Ketika Mahasiswa Super Jenius Membela Tuhan di Hadapan Profesor Ateis

July 23, 2023

Oleh Pater Kimy Ndelo, CSsR

Seorang profesor ateis berkata: Tuhan tidak ada. Kalau Tuhan ada, mengapa ada kejahatan? Kalau Tuhan memang sumber kebaikan, maka Tuhan juga bisa jadi sumber kejahatan. Lebih baik mengingkari adanya Tuhan, yang memang tidak kelihatan daripada mengingkari kejahatan yang memang nyatanya ada.

Seorang mahasiswa bertanya balik: “Apakah dingin itu ada?” Profesor menjawab: “Ya, memang ada”. Mahasiswa itu berkata: “Salah, dingin itu tidak ada. Dingin itu akibat ketiadaan atau berkurangnya panas. Kita mengukur dingin berdasarkan berapa banyak atau sedikitnya panas”.

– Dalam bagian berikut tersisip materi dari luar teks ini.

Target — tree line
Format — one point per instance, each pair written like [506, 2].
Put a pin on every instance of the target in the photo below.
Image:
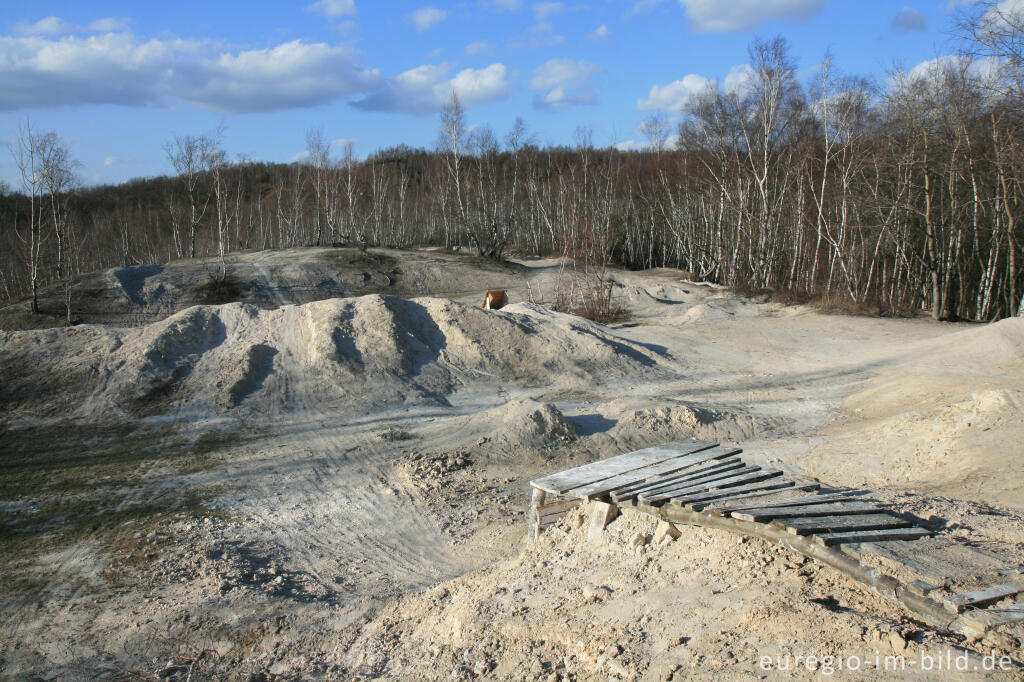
[903, 195]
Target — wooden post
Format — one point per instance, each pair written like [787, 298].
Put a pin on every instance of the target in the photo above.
[602, 516]
[538, 499]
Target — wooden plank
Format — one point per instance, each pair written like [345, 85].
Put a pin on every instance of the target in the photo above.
[688, 472]
[592, 491]
[810, 526]
[730, 481]
[553, 516]
[830, 539]
[941, 559]
[697, 501]
[990, 595]
[984, 620]
[602, 469]
[723, 471]
[828, 509]
[712, 501]
[560, 505]
[787, 502]
[922, 588]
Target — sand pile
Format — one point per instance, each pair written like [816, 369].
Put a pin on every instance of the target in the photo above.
[526, 424]
[707, 606]
[356, 353]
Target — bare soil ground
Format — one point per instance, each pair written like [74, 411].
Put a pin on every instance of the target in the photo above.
[318, 480]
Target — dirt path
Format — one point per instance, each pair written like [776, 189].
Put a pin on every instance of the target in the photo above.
[373, 456]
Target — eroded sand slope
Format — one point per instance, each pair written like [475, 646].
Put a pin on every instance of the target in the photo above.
[337, 487]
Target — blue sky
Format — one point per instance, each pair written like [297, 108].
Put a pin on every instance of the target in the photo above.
[118, 79]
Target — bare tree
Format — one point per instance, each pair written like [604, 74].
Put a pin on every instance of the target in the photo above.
[452, 141]
[188, 156]
[57, 179]
[320, 158]
[655, 128]
[28, 157]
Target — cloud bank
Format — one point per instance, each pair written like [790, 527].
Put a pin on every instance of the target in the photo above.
[118, 69]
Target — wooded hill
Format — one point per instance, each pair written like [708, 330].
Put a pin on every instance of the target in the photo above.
[903, 197]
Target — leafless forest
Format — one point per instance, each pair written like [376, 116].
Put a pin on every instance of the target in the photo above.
[902, 196]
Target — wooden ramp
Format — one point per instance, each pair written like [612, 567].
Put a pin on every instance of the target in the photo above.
[697, 482]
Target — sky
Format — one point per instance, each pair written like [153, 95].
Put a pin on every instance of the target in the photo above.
[117, 80]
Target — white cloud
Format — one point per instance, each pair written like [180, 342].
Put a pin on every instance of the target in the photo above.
[562, 73]
[644, 6]
[425, 89]
[559, 97]
[334, 7]
[117, 69]
[601, 33]
[425, 17]
[907, 19]
[674, 96]
[107, 25]
[545, 9]
[49, 26]
[739, 79]
[734, 15]
[542, 34]
[54, 26]
[677, 95]
[567, 82]
[480, 47]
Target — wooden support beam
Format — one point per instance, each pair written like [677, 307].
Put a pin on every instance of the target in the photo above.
[828, 509]
[602, 469]
[711, 500]
[787, 502]
[924, 607]
[600, 488]
[538, 498]
[834, 524]
[958, 603]
[975, 624]
[602, 515]
[887, 535]
[726, 468]
[728, 481]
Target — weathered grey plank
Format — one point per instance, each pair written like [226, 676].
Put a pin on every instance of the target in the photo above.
[689, 471]
[602, 469]
[713, 500]
[828, 509]
[984, 620]
[922, 588]
[787, 502]
[809, 526]
[729, 481]
[560, 505]
[638, 476]
[961, 602]
[886, 535]
[731, 468]
[941, 559]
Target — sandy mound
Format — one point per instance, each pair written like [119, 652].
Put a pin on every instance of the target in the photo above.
[526, 424]
[707, 606]
[359, 353]
[940, 419]
[633, 425]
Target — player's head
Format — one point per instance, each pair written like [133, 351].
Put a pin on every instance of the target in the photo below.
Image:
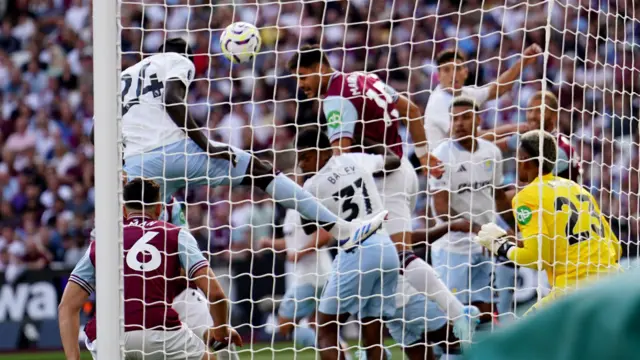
[452, 70]
[311, 66]
[464, 117]
[142, 196]
[535, 111]
[314, 150]
[176, 45]
[537, 149]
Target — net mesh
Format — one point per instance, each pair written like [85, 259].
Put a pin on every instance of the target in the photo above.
[587, 60]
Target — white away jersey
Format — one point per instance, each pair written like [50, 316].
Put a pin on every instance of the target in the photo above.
[145, 123]
[345, 185]
[312, 269]
[437, 116]
[470, 179]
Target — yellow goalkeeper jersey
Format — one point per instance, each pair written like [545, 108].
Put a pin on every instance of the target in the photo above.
[577, 241]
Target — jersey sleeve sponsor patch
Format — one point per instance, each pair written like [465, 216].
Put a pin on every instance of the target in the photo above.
[334, 119]
[523, 215]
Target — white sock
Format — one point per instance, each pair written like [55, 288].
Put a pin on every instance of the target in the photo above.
[425, 279]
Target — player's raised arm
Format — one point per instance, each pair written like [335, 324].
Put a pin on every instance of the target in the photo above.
[506, 81]
[198, 271]
[412, 117]
[175, 98]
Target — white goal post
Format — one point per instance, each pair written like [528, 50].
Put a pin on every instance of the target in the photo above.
[108, 165]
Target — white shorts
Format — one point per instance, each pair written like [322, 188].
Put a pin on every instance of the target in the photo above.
[399, 191]
[181, 344]
[193, 309]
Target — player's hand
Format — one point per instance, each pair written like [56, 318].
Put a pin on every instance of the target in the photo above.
[223, 152]
[265, 243]
[295, 256]
[463, 225]
[530, 54]
[226, 334]
[431, 165]
[494, 239]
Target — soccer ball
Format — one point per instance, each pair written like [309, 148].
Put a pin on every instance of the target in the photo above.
[240, 42]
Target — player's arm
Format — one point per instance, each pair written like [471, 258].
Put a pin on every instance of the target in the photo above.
[434, 233]
[319, 239]
[81, 284]
[615, 242]
[506, 81]
[198, 271]
[502, 135]
[413, 118]
[527, 212]
[342, 117]
[277, 244]
[391, 161]
[175, 99]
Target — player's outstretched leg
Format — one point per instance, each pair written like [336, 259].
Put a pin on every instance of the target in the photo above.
[426, 280]
[290, 195]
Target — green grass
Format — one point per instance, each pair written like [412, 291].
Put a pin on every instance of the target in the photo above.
[260, 351]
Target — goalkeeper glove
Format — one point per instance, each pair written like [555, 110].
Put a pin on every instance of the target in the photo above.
[495, 239]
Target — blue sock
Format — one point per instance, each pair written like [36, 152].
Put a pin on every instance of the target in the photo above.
[304, 337]
[451, 357]
[362, 354]
[288, 194]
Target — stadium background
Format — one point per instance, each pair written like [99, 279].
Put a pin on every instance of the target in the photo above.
[46, 109]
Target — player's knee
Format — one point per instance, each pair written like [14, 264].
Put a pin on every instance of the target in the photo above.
[327, 332]
[286, 326]
[402, 241]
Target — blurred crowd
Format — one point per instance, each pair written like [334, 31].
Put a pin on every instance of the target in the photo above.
[46, 101]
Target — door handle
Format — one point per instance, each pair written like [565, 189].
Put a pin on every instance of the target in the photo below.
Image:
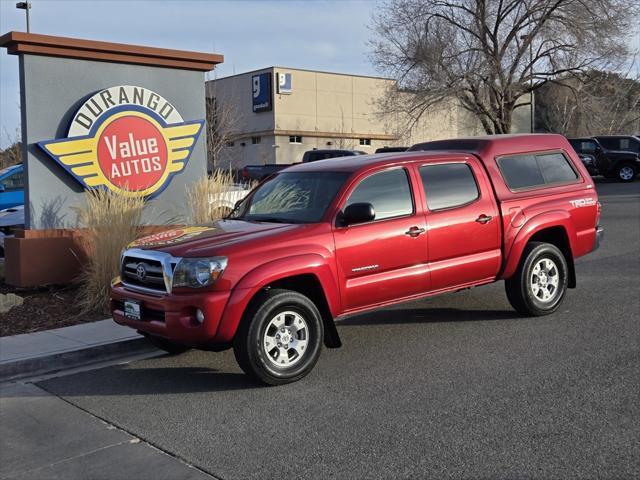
[415, 231]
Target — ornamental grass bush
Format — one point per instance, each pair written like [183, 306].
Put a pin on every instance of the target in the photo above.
[111, 221]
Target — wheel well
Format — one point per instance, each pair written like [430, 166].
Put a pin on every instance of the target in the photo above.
[558, 236]
[309, 286]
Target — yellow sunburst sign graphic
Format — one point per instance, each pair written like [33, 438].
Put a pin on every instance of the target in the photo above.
[130, 149]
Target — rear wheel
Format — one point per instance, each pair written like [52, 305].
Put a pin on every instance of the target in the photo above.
[626, 172]
[540, 283]
[280, 337]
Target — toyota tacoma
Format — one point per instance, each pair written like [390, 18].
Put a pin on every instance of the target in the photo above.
[327, 239]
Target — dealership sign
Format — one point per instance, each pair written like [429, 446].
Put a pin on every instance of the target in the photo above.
[127, 139]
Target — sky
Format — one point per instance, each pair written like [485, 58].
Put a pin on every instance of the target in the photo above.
[312, 34]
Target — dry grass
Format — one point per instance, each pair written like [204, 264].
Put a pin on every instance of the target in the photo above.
[111, 221]
[210, 198]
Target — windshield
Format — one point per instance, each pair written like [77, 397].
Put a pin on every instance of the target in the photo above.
[291, 197]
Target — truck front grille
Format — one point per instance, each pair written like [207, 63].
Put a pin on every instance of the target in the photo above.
[147, 270]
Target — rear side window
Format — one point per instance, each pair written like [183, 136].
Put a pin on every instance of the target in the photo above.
[584, 146]
[536, 170]
[388, 192]
[448, 185]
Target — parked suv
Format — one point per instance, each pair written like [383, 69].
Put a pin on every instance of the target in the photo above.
[621, 165]
[314, 155]
[260, 172]
[323, 240]
[620, 143]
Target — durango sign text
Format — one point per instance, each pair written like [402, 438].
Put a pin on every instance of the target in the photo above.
[127, 139]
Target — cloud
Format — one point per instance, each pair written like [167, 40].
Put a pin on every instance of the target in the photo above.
[312, 34]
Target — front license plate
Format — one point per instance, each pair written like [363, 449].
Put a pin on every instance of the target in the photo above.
[132, 309]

Sekali lagi mahasiswa bertanya kepada Profesornya: “Apakah gelap itu ada?”. Profesor menjawab: “Ya memang ada”. Mahasiswa itu berkata lagi: “Ini juga salah. Gelap itu tidak ada. Gelap adalah akibat berkurang atau tiadanya terang”.

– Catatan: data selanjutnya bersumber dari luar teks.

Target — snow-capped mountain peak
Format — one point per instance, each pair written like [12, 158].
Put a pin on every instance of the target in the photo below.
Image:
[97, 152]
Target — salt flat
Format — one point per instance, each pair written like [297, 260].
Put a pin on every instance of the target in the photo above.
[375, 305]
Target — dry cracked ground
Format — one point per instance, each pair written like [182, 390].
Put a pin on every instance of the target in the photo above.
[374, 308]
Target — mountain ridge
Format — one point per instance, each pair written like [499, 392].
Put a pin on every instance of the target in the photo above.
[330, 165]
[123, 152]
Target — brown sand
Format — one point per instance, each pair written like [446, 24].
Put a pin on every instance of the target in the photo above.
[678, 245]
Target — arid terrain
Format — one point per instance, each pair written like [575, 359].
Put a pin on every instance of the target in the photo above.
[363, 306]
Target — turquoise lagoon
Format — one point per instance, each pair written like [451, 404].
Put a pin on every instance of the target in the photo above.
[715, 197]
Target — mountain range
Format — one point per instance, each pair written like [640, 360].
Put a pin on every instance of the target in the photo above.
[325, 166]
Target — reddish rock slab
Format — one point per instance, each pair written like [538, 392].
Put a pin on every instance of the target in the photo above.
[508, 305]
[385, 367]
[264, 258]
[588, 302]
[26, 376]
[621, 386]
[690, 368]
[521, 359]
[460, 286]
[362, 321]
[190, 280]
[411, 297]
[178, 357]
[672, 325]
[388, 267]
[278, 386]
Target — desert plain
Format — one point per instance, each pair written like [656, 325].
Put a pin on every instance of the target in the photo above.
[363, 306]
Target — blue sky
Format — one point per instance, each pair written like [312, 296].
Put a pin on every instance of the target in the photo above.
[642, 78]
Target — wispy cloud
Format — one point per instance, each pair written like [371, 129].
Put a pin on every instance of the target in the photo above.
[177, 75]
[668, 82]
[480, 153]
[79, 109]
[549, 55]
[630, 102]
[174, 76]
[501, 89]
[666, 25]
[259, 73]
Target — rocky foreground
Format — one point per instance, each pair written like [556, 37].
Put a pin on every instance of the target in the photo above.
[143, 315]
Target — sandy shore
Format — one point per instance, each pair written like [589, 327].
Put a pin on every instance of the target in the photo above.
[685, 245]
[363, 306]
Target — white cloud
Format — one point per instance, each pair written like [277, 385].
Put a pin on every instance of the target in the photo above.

“Maka”, katanya sekali lagi, “Tuhan tidak menciptakan kejahatan. Kejahatan itu ada akibat absennya kebaikan. Jadi eksistensi Tuhan tidak bisa diingkari karena adanya kejahatan.”

Mahasiswa yang berani menyanggah dosennya bernama Albert Einsteinn, seorang jenius abada ke-20.

Yesus mengajarkan perumpamaan tentang ilalang dan gandum dalam Injil hari ini (Mat 13:24-30).

Ilalang” di antara gandum dalam perumpamaan itu adalah sejenis lalang (Latin: Lolium temulentum) yang dikenal sebagai “tanaman berjanggut”. Mereka sangat mirip dengan tanaman gandum sehingga tidak mungkin membedakan satu sama lain sampai bulir benih muncul.

Pada saat itu, akar gandum dan lalang ini begitu terjalin sehingga lalang tidak dapat disingkirkan tanpa mencabut gandum bersama mereka. Pada akhir panen, lalang harus dikeluarkan dari gandum dengan tangan, karena sedikit beracun.

Menaburnya di ladang gandum adalah cara yang kasar bagi musuh untuk membalas dendam pada seorang petani.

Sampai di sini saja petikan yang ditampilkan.